If score did NOT improve for 2 consecutive iterations: Log a warning. If the same failure pattern appears 3 times, escalate.
5a. 停止前审计(当得分>=90%或所有旅程都显示为
polished
时强制执行)。
  1. 读取
    journey-loop-state.md
    中的验收标准总清单,共M行。
  2. 针对每个标准行:(a) 确认有旅程在其
    ## Spec Coverage
    中按编号映射了该标准,(b) 确认旅程的测试文件包含执行该标准的步骤(搜索标准文本中的关键词),(c) 确认
    journeys/{NNN}-{name}/screenshots/
    路径下存在对应步骤的截图文件。
  3. 构建最终审计表格:
    ## Pre-Stop Criterion Audit
    | Req ID | Crit # | Journey | Mapped? | Test Step? | Screenshot? | VERDICT |
  4. 统计未覆盖数 = 任意一项为NO的行数。
  5. 如果未覆盖数>0:不得停止。针对每个未覆盖的标准——如果它属于当前标记为
    polished
    的旅程,在
    journey-state.md
    中将该旅程的状态更新为
    needs-extension
    ;如果没有旅程对应这个标准,创建针对这些标准的新旅程,继续循环。
  6. 只有当未覆盖数==0且得分>=95%时,才可以继续停止流程。
当得分>=95%、停止前审计显示0个未覆盖标准且所有旅程都为
polished
状态时,停止循环。
如果当前旅程还没有达到
polished
状态:
下次迭代继续处理同一个旅程。
如果当前旅程已经是
polished
状态:
处理下一个
needs-extension
状态的旅程,或者审计中发现的下一个未覆盖标准。
如果连续2次迭代得分都没有提升: 记录警告。如果相同的故障模式连续出现3次,升级上报。

Step 6: Update Loop State

步骤6: 更新循环状态

Append to
journey-loop-state.md
:
| <iteration> | <journey-name> | <duration> | <score>% | <N changes> | <continue/done> |
Increment iteration counter.

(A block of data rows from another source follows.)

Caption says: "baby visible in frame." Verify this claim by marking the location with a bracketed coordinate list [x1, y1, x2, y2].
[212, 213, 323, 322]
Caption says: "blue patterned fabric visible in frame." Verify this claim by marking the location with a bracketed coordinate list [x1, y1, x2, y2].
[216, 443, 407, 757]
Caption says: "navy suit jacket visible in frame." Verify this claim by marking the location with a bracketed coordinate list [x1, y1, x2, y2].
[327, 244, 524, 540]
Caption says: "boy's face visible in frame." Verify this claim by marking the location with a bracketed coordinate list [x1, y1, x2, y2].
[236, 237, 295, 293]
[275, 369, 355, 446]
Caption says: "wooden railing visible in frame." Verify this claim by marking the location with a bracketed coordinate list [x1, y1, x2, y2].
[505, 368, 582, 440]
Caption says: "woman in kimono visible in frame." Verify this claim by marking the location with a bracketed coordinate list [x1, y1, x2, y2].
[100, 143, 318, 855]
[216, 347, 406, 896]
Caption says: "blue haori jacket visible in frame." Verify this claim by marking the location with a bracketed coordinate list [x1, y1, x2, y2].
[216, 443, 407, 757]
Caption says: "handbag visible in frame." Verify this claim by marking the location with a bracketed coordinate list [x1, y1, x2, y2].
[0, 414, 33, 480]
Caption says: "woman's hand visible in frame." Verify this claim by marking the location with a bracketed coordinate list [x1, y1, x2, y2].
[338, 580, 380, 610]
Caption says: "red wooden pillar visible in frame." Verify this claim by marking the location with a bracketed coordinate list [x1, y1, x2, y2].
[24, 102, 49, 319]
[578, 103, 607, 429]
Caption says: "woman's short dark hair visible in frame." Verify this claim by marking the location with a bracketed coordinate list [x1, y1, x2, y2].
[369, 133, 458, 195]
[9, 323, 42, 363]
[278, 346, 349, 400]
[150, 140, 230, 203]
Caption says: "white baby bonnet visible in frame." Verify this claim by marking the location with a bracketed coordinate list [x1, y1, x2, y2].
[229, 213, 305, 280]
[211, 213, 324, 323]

Go to Step 0.

journey-loop-state.md
中追加记录:
| <iteration> | <journey-name> | <duration> | <score>% | <N changes> | <continue/done> |
递增迭代计数器,回到步骤0。

Stop Condition

停止条件

Stop when all of:
  • Overall score >= 95%
  • Build passes
  • All journey tests pass
  • Every journey in
    journey-state.md
    has status
    polished
  • Pre-stop criterion audit in Step 5a shows 0 uncovered criteria (every acceptance criterion in
    spec.md
    has: a journey mapping it by number, a test step exercising it, and a screenshot proving the outcome)
  • Total criteria covered == M (from the Acceptance Criteria Master List)
When stopped, output:
Loop complete after <N> iterations.
Final score: XX%
Journeys built: <list with durations>
Spec coverage: X / N requirements fully covered (all criteria)
Criteria coverage: X / M acceptance criteria covered (impl + test + screenshot)
Uncovered criteria: (should be 0)
Total test suite duration: Xm
Run all tests with: <exact test command>

停止当所有以下条件都满足时停止:
  • 总体得分 >= 95%
  • 构建通过
  • 所有旅程测试通过
  • journey-state.md
    中的每个旅程状态都是
    polished
  • 步骤5a的停止前标准审计显示0个未覆盖标准(
    spec.md
    中的每个验收标准都满足:有旅程按编号映射、有测试步骤执行、有截图证明结果)
  • 覆盖的标准总数 == M(验收标准总清单中的数量)
停止后输出:
Loop complete after <N> iterations.
Final score: XX%
Journeys built: <list with durations>
Spec coverage: X / N requirements fully covered (all criteria)
Criteria coverage: X / M acceptance criteria covered (impl + test + screenshot)
Uncovered criteria: (should be 0)
Total test suite duration: Xm
Run all tests with: <exact test command>

Safety Limits

安全限制

  • No iteration limit. The loop runs indefinitely until the user stops it or the stop condition is met.
  • Stall detection: If the builder produces no changes for 2 consecutive iterations, log the stall and proceed to the refiner — it can diagnose why the builder stalled.
  • Never modify the spec — the spec is read-only. Only
    AGENTS.md
    and the pitfalls gist get improved.
  • Pitfall gist is append-only — add new pitfalls, never delete existing ones.
  • 无迭代次数限制。 循环会持续运行直到用户手动停止或满足停止条件。
  • 停滞检测: 如果Builder连续2次迭代都没有产生任何变更,记录停滞并进入Refiner阶段——它可以诊断Builder停滞的原因。
  • 永远不要修改规格文件 —— 规格文件是只读的。只有
    AGENTS.md
    和陷阱gist可以被优化更新。
  • 陷阱gist是仅追加的 —— 只能添加新的陷阱,不得删除已有的内容。